Since the day I first started getting into motorbikes, the ZXR400 was always the bike I wanted. Saw a few in magazine articles, then a few in the flesh, and they look absolutely stunning. After a few years of pootling round on 125's, I finally bought one. Everything I'd ever read about was true, the front end is brilliant, superb brakes when they're sorted out, average when in typical neglected condition. The rear suspension is trademark kawasaki hard but it never bothered me too much, I was too busy enjoying the bike. Of all the 400cc's these were always reportedly the fastest, and compared to the NC30's and the like, they are physically large too. The engine always seemed smooth, powerful, always ready, but then having just stepped up from 125cc 2 stroke, it would do! 400cc bikes are great bikes for new riders, something of a stop gap instead of jumping straight on a 600cc machine. They are brilliant for getting some confidence and experience on. Would I have another one? Absolutely, even today they are still one of the best looking bikes around in my opinion, trouble is, after this length of time, many are in need of some money spending on them to get them back up to scratch, but when they work, they work very well.

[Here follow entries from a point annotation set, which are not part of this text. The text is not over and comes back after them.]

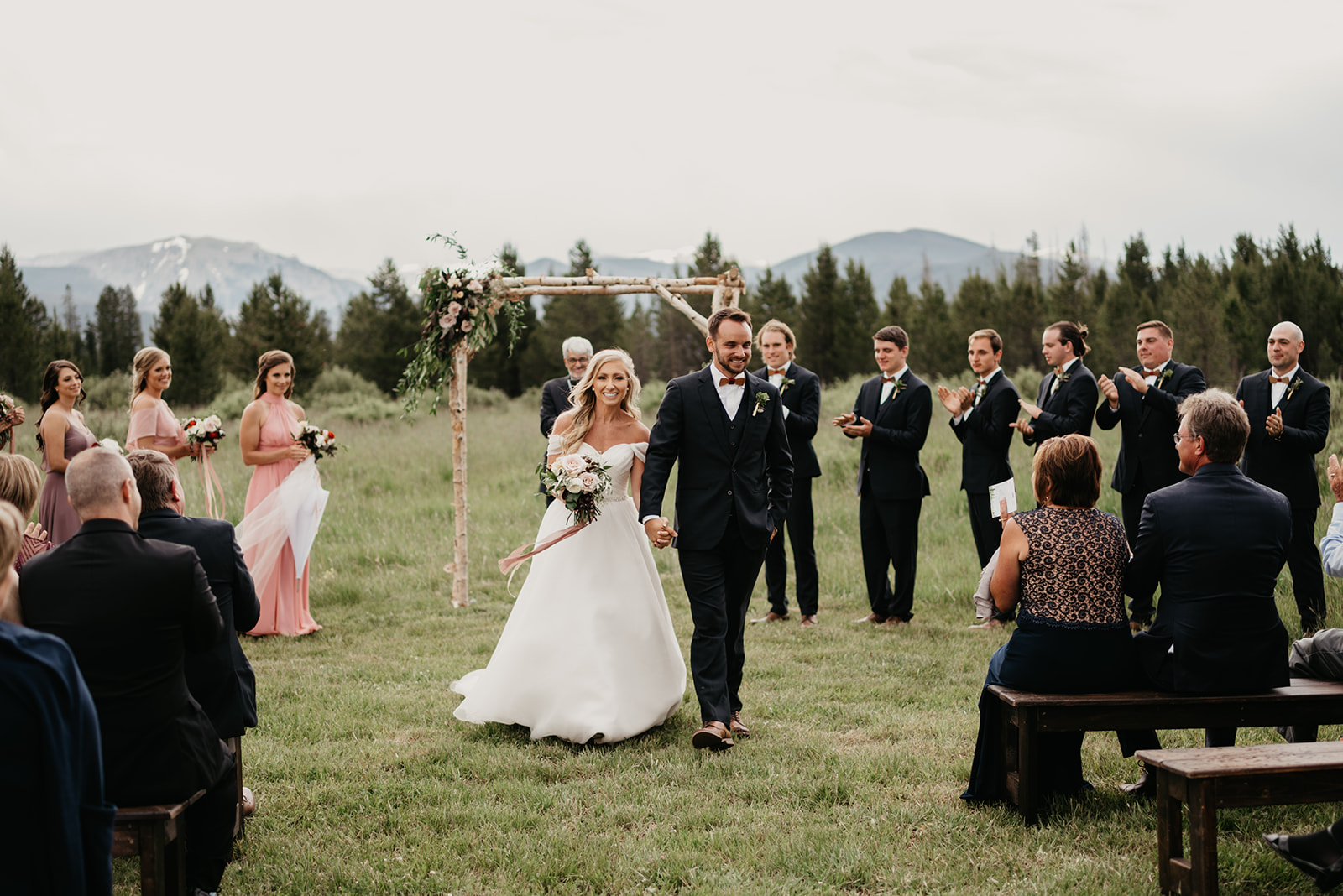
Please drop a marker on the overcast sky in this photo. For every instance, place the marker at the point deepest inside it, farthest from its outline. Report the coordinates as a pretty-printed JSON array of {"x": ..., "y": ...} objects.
[{"x": 347, "y": 132}]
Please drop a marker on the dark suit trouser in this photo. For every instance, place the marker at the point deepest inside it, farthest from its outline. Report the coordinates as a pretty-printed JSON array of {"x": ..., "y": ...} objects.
[
  {"x": 989, "y": 534},
  {"x": 890, "y": 534},
  {"x": 802, "y": 529},
  {"x": 1303, "y": 558},
  {"x": 719, "y": 584},
  {"x": 210, "y": 832},
  {"x": 1132, "y": 741}
]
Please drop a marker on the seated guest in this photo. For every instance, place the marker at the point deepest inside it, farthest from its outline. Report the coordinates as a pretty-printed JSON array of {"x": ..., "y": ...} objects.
[
  {"x": 1215, "y": 544},
  {"x": 221, "y": 679},
  {"x": 20, "y": 484},
  {"x": 1064, "y": 564},
  {"x": 131, "y": 611},
  {"x": 55, "y": 833}
]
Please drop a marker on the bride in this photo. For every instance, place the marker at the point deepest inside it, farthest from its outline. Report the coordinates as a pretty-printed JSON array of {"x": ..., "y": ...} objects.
[{"x": 588, "y": 654}]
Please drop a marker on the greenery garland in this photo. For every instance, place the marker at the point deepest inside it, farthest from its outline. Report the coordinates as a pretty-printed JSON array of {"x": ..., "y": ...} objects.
[{"x": 461, "y": 307}]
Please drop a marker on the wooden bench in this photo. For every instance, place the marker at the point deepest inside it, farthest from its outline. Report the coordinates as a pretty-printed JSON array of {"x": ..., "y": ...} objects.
[
  {"x": 1027, "y": 715},
  {"x": 1213, "y": 779},
  {"x": 154, "y": 833}
]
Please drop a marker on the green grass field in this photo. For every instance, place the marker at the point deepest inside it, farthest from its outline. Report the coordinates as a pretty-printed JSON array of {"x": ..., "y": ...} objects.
[{"x": 850, "y": 784}]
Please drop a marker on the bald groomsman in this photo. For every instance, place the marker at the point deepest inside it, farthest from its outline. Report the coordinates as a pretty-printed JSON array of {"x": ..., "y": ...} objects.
[
  {"x": 1145, "y": 401},
  {"x": 1289, "y": 425}
]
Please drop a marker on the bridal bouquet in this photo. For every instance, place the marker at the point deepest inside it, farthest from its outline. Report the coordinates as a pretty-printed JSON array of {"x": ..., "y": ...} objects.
[
  {"x": 317, "y": 440},
  {"x": 203, "y": 431},
  {"x": 579, "y": 482}
]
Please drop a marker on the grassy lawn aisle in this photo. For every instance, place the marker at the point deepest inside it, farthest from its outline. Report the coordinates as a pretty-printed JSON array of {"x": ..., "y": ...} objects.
[{"x": 863, "y": 738}]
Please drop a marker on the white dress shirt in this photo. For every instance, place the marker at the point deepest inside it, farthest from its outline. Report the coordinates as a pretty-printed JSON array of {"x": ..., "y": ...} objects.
[
  {"x": 886, "y": 388},
  {"x": 729, "y": 396},
  {"x": 776, "y": 381},
  {"x": 1278, "y": 389},
  {"x": 971, "y": 409}
]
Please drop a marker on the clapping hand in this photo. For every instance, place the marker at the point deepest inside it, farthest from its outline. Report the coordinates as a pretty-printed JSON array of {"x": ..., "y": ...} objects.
[
  {"x": 660, "y": 531},
  {"x": 957, "y": 403}
]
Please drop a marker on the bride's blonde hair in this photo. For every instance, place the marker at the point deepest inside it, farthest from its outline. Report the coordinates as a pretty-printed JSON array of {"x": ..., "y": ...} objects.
[{"x": 583, "y": 396}]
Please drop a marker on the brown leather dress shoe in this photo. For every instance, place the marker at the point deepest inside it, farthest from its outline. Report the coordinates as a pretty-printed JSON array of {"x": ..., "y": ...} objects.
[
  {"x": 713, "y": 735},
  {"x": 738, "y": 726}
]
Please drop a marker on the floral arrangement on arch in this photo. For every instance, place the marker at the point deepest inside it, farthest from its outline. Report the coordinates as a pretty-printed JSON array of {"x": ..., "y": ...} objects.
[{"x": 460, "y": 310}]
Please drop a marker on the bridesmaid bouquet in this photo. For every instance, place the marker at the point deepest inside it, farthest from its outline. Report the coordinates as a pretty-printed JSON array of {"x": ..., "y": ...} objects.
[
  {"x": 203, "y": 431},
  {"x": 579, "y": 482},
  {"x": 317, "y": 440}
]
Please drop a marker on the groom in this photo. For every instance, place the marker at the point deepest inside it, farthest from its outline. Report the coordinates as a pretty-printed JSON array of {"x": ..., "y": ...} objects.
[{"x": 725, "y": 425}]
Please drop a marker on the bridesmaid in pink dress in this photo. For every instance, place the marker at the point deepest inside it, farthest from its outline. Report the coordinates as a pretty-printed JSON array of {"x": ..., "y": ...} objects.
[
  {"x": 266, "y": 438},
  {"x": 152, "y": 425},
  {"x": 60, "y": 435}
]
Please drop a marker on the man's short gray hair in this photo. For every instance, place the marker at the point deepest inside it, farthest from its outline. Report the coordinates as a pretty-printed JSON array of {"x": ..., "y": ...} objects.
[
  {"x": 577, "y": 345},
  {"x": 1220, "y": 420},
  {"x": 94, "y": 477}
]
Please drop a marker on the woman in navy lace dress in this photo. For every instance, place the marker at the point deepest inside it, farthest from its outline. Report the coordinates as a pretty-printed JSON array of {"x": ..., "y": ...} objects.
[{"x": 1064, "y": 565}]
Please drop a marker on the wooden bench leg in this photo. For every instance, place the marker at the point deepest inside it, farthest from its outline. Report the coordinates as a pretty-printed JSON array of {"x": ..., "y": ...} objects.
[
  {"x": 1027, "y": 765},
  {"x": 1202, "y": 837}
]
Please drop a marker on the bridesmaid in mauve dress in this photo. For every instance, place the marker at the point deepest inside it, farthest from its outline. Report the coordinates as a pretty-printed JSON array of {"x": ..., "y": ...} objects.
[
  {"x": 266, "y": 439},
  {"x": 152, "y": 425},
  {"x": 60, "y": 435}
]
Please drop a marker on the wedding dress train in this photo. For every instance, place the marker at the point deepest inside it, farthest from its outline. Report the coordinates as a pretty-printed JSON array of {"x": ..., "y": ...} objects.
[{"x": 588, "y": 652}]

I bought a mint-condition 2003 model and was staggered by its speed and handling. I was also reasonably impressed by the build quality. Like everyone says, the front end is planted and truly confidence inspiring. It's the only bike I've ever ridden that lets you get away with braking mid-corner! The rear suspension's just too hard and no amount of adjustment seems to work. All this aside, I loved that bike and used it everyday for commuting into London, which it managed with no problems at all. For a tiny 400, it was remarkably comfortable (much easier on the wrists than my gsxr 600). And then one day it all went horribly wrong. I started it on a cold morning on full choke, the revs jumped to 4000 (as was usual) and the next thing I know there's an awful rattle. The same day the dealer diagnosed the problem: the cam had become dislodged and wrecked the engine. Apparently, it's not particularly uncommon, regardless of how well you maintain your zxr400! Strengths: Handling, looks, speed. Weaknesses: The one that effectively wrote it off.